Pour autant, il n’a pas fallu attendre cette exacerbation contemporaine pour que se développe une résistance, notamment du côté des auteurs de l’audiovisuel, qui se sont approprié la représentation sexuelle explicite à leur propre usage narratif. Dans le pire des cas, cela ne vise qu’au racolage (comme « Basic Instinct » de Paul Verhoeven en 1992), mais dans le meilleur, le but peut être de développer un discours sur la sexualité qui dépasse précisément celui, minimal, de la pornographie, au bénéfice d’un propos plus étendu, visant la riche diversité de la réalité humaine (pensons par exemple à la filmographie de Catherine Breillat).

Néanmoins, la fiction en prises de vue réelles a dans cette entreprise quelques handicaps : les spectateurs tendent à s’identifier moins aux personnages qu’aux acteurs dans leur performance (d’où une distanciation malheureuse), sont assaillis par la question encombrante de la véracité de ce que ces mêmes acteurs expriment et font (perturbation du willing suspension of disbelief), dialoguent intérieurement avec les canons moraux et les codes de censure relatifs à la représentation publique d’actes sexuels, etc. Un obstacle à l’identification envers les personnages est aussi l’excitation sexuelle, par essence difficilement contrôlable, ressentie par le spectateur, même dans le cadre d’une parodie (comme par exemple dans « À la recherche de l’ultra-sex », Nicolas Charlet & Bruno Lavaine, 2015).

À l’inverse, l’animation, bien que parfois elle aussi exploitée au service de la pornographie pure (on peut penser par exemple aux hentai japonais et leurs innombrables sous-genres), intercale entre le spectateur et l’acte sexuel représenté une certaine distance : par son traitement graphique, elle apporte un filtre qui l’éloigne de la figuration et donc de la pornographie frontale. Un autre procédé de mise à distance possible consiste en la représentation de personnages non humains (animaux, objets anthropomorphisés, etc.) ; par exemple, « Fritz the Cat », adapté en 1972 en dessin animé par Ralph Bakshi, premier long métrage d’animation à recevoir un classement X aux États-Unis (et grand succès commercial). D’ailleurs, dès que les progrès techniques ont permis de combiner cette propriété avec la prise de vues réelles, cela a été intégré dans les films « normaux » (« Who’s afraid of Roger Rabbit » de Robert Zemeckis en 1988, « Ted » de Seth MacFarlane en 2012).

Cette distanciation visuelle propre à l’animation écarte automatiquement les questions « parasites » mentionnées plus haut et préserve en quelque sorte l’intégrité du propos. En même temps, le médium animé reste visuel, ce qui lui permet de jouer avec la réception des représentations de l’acte sexuel, et donc de traiter des frontières de la pornographie et de la censure. En somme, en matière de discours sur la sexualité, on pourrait dire que l’animation présente l’avantage d’être encore un médium visuel, mais pas trop : opérant à partir d’une distance privilégiée, l’image animée a dès lors tout loisir d’évoquer « la chose » d’une manière plus libre et plus claire, et son discours peut être plus pénétrant.

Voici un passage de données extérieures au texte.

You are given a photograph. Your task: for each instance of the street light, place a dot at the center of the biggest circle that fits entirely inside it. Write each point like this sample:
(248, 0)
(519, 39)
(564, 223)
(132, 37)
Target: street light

Dès lors, l’animation représente une scène idéale pour ce discours alternatif sur la sexualité, qui veut en embrasser toute la diversité et questionner son sens. Passant outre les œillères mentales, l’animation brandit à la société un miroir par-dessus ses idéologies et la force à y considérer son véritable reflet. D’ailleurs, l’animation a été exploitée en ce sens dès ses débuts : on peut penser ainsi aux premiers « Betty Boop », et aux courts-métrages pré-code Hays compilés par le critique américain Jack Stevenson. Plus récemment, l’animation est exploitée à cet effet par exemple dans des campagnes de sensibilisation destinées aux jeunes[1], ou permet d’aborder les sujets les plus intimes sur la plateforme en ligne WikiHow[2].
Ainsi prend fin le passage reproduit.